According to an analysis by Leon Aron, the director of Russian studies at the American Enterprise Institute, who compiled these statistics, the number of Internet users in Russia has increased by a factor of four since the first survey of Internet usage was taken in the winter of 2003-04. Aron notes that there are almost eight times more weekly users today than seven years ago and the number of daily users has grown by a factor of ten!

Polls tell us that in Russia today 94 percent of the population watch the news on government-controlled television, while only 9 percent get the news from independent sources on the Internet. What is important to highlight, however, is that the Internet is a more popular source of news for younger adults, people who live in Moscow, those with higher education, and wealthier elites. The other interesting insight is this: those who use the Internet regularly are more politically engaged in Russia. After studying this data, Leon Aron has concluded that there are two nations in Russia today – the “television nation” and the “Internet nation.”

Does It Help To Build Civil Society in Russia?

Watching Prime Minister Putin online
Analysts whose judgment I trust, like Leon Aron, are convinced that the Internet “is the backbone of civil society in Russia.” During the Soviet period, there was an underground network of dissidents in the 1960s and 1970s that printed and circulated samizdat (literally, self-publishing) -- publications that included banned books of fiction and nonfiction as well as reports on the violation of human rights and religious freedom. This literature provided interested Soviets with uncensored information and paved the way for Mikhail Gorbachev’s reform efforts.

The Internet has lead to the creation of a new phenomenon in Russia, and in other emerging nations, that Aron labels as nyetizdat. While samizdat was read by thousands of Russians, nyetizdat is being read by millions. The Internet has become a powerful tool in Russia for freely disseminating information and for creating a forum for national debates on issues affecting average Russian citizens.

A major topic on the Internet today in Russia is government corruption. There are numerous sites where corruption is discussed openly and where Russians are encouraged to report cases of attempted bribery -- with the promise of anonymity. It has also become a place to post petitions and organize protest rallies.

Some observers have noted that the Internet may be a double-edged sword. Masha Lipman from the Moscow Carnegie Center has written: “There are no obstacles to expressing yourself against the authorities online, and people love to grumble and get angry. But there is no action behind it . . . This is very convenient for the government: people let off stream verbally, and there is no energy left for action.”

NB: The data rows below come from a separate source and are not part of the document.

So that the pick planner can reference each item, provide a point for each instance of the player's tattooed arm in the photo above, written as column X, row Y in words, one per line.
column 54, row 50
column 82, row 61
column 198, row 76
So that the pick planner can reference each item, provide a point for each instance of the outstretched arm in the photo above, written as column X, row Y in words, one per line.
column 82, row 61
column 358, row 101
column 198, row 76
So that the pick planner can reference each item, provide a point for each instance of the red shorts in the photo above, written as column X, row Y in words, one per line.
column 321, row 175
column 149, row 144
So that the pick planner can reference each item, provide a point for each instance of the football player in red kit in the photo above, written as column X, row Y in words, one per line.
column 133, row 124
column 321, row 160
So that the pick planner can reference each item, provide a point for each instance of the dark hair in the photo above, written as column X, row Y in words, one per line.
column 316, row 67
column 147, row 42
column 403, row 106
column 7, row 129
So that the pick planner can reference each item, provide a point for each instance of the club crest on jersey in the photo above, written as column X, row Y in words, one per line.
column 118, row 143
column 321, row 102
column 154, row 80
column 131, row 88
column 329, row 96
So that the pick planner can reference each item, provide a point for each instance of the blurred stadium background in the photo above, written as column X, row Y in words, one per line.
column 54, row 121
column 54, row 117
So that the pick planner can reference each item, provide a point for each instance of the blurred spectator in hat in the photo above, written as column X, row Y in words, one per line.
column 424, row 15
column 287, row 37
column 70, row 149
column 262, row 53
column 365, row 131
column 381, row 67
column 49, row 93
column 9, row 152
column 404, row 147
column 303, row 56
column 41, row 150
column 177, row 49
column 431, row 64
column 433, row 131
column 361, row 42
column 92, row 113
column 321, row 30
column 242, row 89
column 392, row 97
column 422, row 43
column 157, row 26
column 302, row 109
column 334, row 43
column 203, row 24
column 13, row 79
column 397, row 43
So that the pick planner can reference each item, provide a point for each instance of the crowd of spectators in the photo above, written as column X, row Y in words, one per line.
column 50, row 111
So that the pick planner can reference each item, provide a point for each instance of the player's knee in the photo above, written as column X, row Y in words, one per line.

The one area where Russians have been active and engaged so far in Internet-related activity relates to their newly-gained consumer rights. The Federation of Russian Car Owners, for example, has brought out thousands of drivers to protest rising import duties, gas prices and police bribery for fabricated traffic violations. While civic engagement is at a very low level in Russia today, especially among the young, the Internet will likely become a major factor in changing this.

NOTE: This essay is largely based on Leon Aron’s Spring 2011 issue of Russian Outlook, “Nyetizdat: How the Internet is Building Civil Society in Russia.” Aron’s quarterly Russian Outlook is one of my favorite information sources about Russia.